Rayée de la carte du monde, rayée de la liste des communes en 1910, Saint-Pierre est rattachée à la commune limitrophe du Carbet et une partie considérable de son patrimoine est vendue. Toutefois, passés les derniers soubresauts du volcan, une autre population investit les ruines d’une « Ville martyre » plongée dans un paysage lunaire et se réapproprie ce lieu désincarné pour le faire de nouveau vivre. Une installation progressive mais suffisamment importante pour pousser inéluctablement les autorités coloniales à redonner à ce bout de territoire le statut de commune en 1923 et ce, grâce à la pression constante et déterminée de citoyens et d’élus martiniquais.

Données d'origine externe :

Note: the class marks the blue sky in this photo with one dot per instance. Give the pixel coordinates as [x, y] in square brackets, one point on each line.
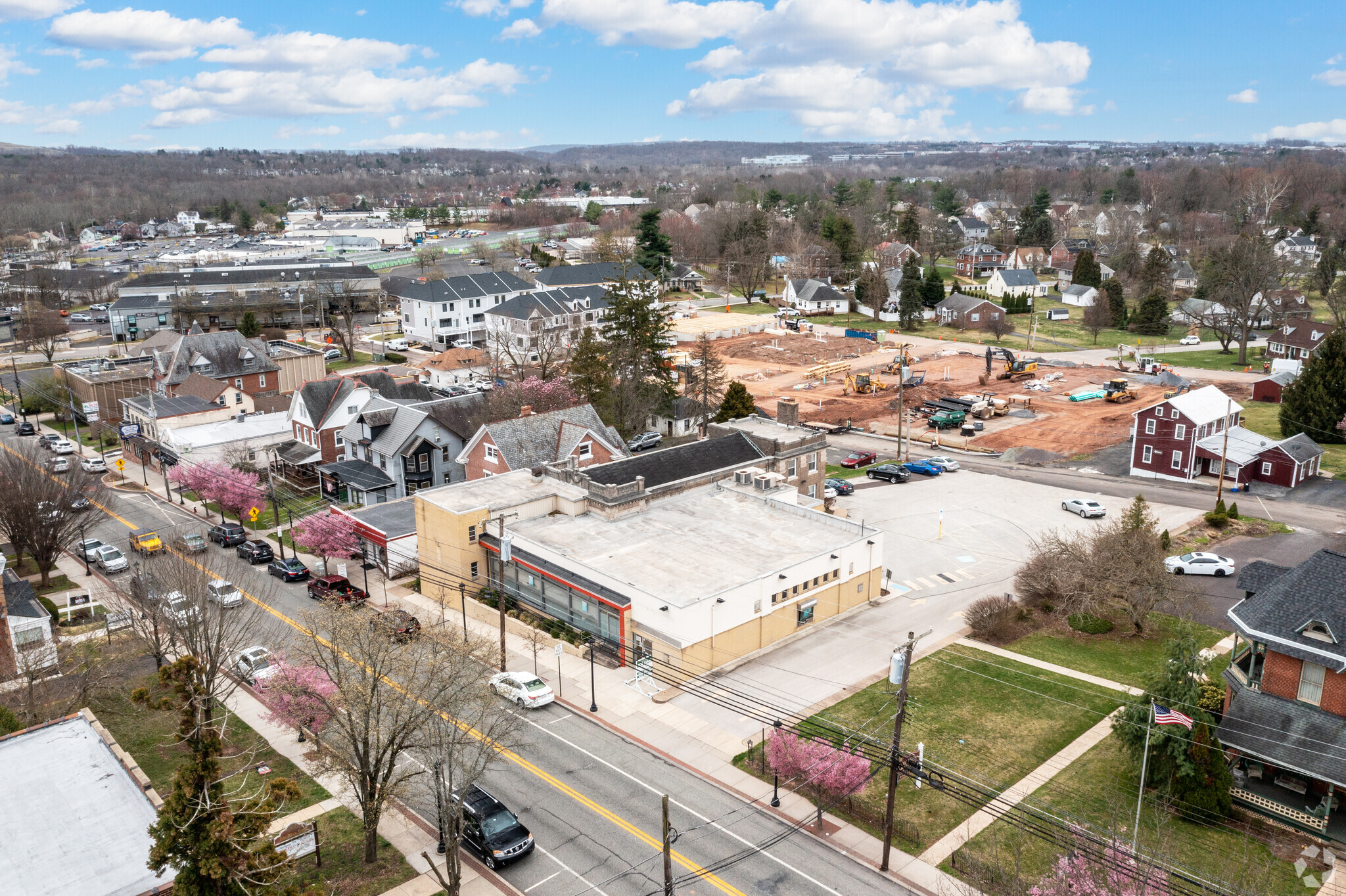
[512, 73]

Dès les lendemains de la catastrophe, le pouvoir n’est plus à Saint-Pierre, il se décentre vers Fort-de-France. Fort-de-France s’affirme au fil du temps comme la ville coloniale par excellence. Alors, une autre trajectoire se dessine pour Saint-Pierre, une « bifurcation » s’opère.
Qui sont les nouveaux habitants de la ville de Saint-Pierre ? Des indigents qui n’apportent que leur force de travail ? Que furent leurs motivations ? Quels sont les enjeux de la reconstruction post-désastre pour la ville de Saint-Pierre ? Ne faut-il pas voir dans la construction post-catastrophe de Saint-Pierre une opportunité pour les subalternes de la société d’investir d’autres espaces de pouvoir, de participer à un « projet de re-construction »même aux contours flous et diffus ? Existe-t-il alors dans cet espace recomposé une redistribution des pouvoirs ?
A partir des Postcolonial Studies, cet article vise à démontrer que la reterritorialisation de la ville de Saint-Pierre invite à repenser le territoire dans une dynamique postcoloniale.